Anne E. Schwartz says the show "does not bear a great deal of resemblance to the facts of the case."
A former Milwaukee crime reporter who first broke the story of Jeffrey Dahmer's gruesome crimes in 1991 is weighing in on the "artistic license" that she says was taken in Netflix's dramatization of the saga. Monster: The Jeffrey Dahmer story stars Evan Peters as the real-life serial killer and has smashed records as the streamer's biggest series debut ever.
Anne E. Schwartz, who was working for the Milwaukee Journal at the time of Dahmer's arrest, says the show "does not bear a great deal of resemblance to the facts of the case."
In an interview with The Independent, Schwartz says, "When people are watching Ryan Murphy's Netflix series and saying, 'Oh my God, this is terrible.' I want to tell them it didn’t necessarily turn out that way."
Schwartz was working as a crime reporter when she received a tip from a police source that a human head and body parts had been discovered inside an apartment. She arrived at the scene of Dahmer's apartment and, she says, poked her head inside.
"I was a crime reporter for five years so I know what it smells like when you walk into a building with a dead body or a decomposing body. This was not that. This was a very chemical smell," she tells The Independent.
Schwartz later went on to author the 1992 book The Man Who Could Not Kill Enough: The Secret Murders of Milwaukee's Jeffrey Dahmer and its updated 2021 version, Monster: The True Story of the Jeffrey Dahmer Murders. She also worked in communications for the Milwaukee Police Department and Wisconsin Department of Justice. Among the key issues she takes from Netflix's Monster is its depiction of law enforcement officials as racist and homophobic.
"I’ve spent a lot of time with them, interviewing the people who were at the scene. Again this is a dramatization, but at a time when it is not exactly easy for law enforcement to get trust and buy in from the community, it’s not a very helpful representation," she says.
Schwartz also brings up that Glenda Cleveland, played by Niecy Nash, was not actually Dahmer's next door neighbor. The real Cleveland, who tried to alert officials to Dahmer's suspicious behavior, actually lived in a separate building. According to an obituary published by USA Today in 2011, her daughter and niece had spotted 14-year-old Konerak Sinthasomphone fleeing Dahmer's apartment in a nearby alley.
"In the first five minutes of the first episode you have Glenda Cleveland knocking on his door. None of that ever happened," Schwartz says. "I had trouble with buy-in, because I knew that was not accurate. But people are not watching it that way, they’re watching it for entertainment."
The series has not been without its fair share of controversy. The families of Dahmer's victims have slammed Monster and Netflix for "retraumatizing" their experiences, while stars like Whoopi Goldberg have expressed similar outrage.
“Ryan [Murphy] is an amazing artist,” Goldberg said recently on The View, adding, "If that were my family, I’d be enraged. Because it is being killed over and watching your child get [killed], and then you have to listen to how it went and all this other stuff that, as a person who’s lost someone like that, it’s just -- you can’t imagine."
She continued, "Over and over and over!

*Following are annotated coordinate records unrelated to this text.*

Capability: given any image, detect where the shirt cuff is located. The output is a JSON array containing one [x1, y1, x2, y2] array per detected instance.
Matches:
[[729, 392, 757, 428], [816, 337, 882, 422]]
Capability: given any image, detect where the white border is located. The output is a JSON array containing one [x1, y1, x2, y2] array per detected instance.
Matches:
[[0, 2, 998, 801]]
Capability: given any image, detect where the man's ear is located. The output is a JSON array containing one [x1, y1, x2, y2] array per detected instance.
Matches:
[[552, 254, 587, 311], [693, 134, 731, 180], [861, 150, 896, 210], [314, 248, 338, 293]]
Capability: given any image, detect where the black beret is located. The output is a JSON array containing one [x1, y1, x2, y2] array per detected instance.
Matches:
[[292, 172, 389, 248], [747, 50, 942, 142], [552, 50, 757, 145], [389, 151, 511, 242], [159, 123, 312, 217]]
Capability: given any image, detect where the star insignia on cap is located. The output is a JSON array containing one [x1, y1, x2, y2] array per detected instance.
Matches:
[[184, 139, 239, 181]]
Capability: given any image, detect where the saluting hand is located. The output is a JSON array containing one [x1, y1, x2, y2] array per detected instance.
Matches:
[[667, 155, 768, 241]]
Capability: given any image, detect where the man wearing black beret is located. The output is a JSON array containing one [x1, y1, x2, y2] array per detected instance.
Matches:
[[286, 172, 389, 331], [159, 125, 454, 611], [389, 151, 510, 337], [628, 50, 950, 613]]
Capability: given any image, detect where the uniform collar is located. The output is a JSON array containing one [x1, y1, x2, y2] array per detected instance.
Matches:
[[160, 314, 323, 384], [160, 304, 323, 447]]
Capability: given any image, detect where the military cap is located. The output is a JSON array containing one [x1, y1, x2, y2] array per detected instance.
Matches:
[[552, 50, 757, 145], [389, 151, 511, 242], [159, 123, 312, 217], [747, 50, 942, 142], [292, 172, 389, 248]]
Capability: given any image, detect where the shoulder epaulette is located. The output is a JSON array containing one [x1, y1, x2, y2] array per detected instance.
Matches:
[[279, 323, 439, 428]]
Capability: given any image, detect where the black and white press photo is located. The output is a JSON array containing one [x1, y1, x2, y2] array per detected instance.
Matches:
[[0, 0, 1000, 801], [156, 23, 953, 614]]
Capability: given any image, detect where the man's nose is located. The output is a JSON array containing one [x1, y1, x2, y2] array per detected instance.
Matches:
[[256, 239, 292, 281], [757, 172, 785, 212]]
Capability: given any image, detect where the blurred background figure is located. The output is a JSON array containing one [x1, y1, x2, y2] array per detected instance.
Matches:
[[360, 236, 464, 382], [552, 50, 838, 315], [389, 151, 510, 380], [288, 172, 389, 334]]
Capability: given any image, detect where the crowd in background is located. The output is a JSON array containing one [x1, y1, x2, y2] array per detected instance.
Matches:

I think, if you’re gonna tell these stories, be aware that a lot of the people who are part of these stories are still with us."
Meanwhile, Schwartz says the people of Milwaukee are also "absolutely done with hearing about the case."
"People in Milwaukee think this is a horrible blemish on the city, they don’t want people to think about it," she says.
The real Dahmer was attacked and killed at a Wisconsin prison on Nov. 29, 1994, according to the The New York Times. He was 34.
Prior to his death, Schwartz says, Dahmer personally called her to express his ire with one aspect of the book she had written about his crimes. As part of her reporting, Schwartz had spoken to several psychiatrists who had interviewed Dahmer and they attributed his behavior to his parenting.
"He hated that. For someone who didn't show any emotion or seem to care about anything, he was very protective about his parents, especially his mother," she tells The Independent.
"He had no inflection in his voice," she recalls. "He was so vanilla, he was so flat. There was nothing. He just said no one was responsible for what I did except me."